In Empire’s comprehensive piece on the making of “The Dark Knight Trilogy,” one section about the production of “Batman Begins” pointed out an interesting detail regarding Nolan’s stance on a second unit. The director seemed incredulous at the thought of handing the reigns over to someone else for a film primarily centered around action: “Why would I want to direct an action film where I hire another director to direct the action?”
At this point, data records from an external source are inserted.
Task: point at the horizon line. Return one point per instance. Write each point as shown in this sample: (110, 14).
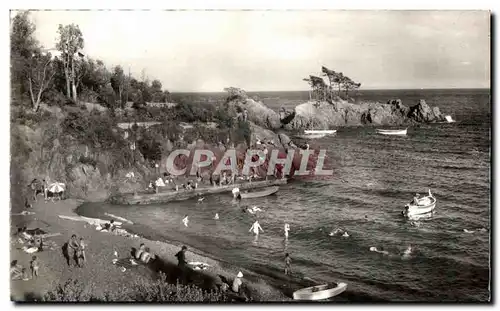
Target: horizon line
(366, 89)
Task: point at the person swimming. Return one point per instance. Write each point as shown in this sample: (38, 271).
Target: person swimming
(286, 229)
(407, 252)
(336, 231)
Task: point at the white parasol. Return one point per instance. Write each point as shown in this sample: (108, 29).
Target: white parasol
(57, 187)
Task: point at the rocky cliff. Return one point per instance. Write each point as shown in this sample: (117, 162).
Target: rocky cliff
(323, 115)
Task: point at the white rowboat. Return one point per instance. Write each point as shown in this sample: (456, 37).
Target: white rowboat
(320, 131)
(259, 194)
(425, 206)
(319, 292)
(392, 132)
(449, 119)
(312, 136)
“Batman Begins” wasn’t the first nor last time Nolan would refuse to have a second unit director. Everything that needed to be filmed would be done under his watch — no matter what purpose it served in the context of the film, it was Nolan who would oversee every aspect of production. Even later on in the director’s career, in a 2012 interview with the Directors Guild of America, Nolan was asked why he doesn’t use a second unit:
“Let me put it this way: If I don’t need to be directing the shots that go in the movie, why do I need to be there at all? The screen is the same size for every shot. The little shot of, say, a watch on someone’s wrist will occupy the same screen size as the shot of a thousand people running down the street. Everything is equally weighted and needs to be considered with equal care; I really do believe that.”
“Batman Begins” is the perfect example of the “equal care” that Nolan puts into every scene of one of his films. Look no further than the big chase scene in the film involving the tumbler.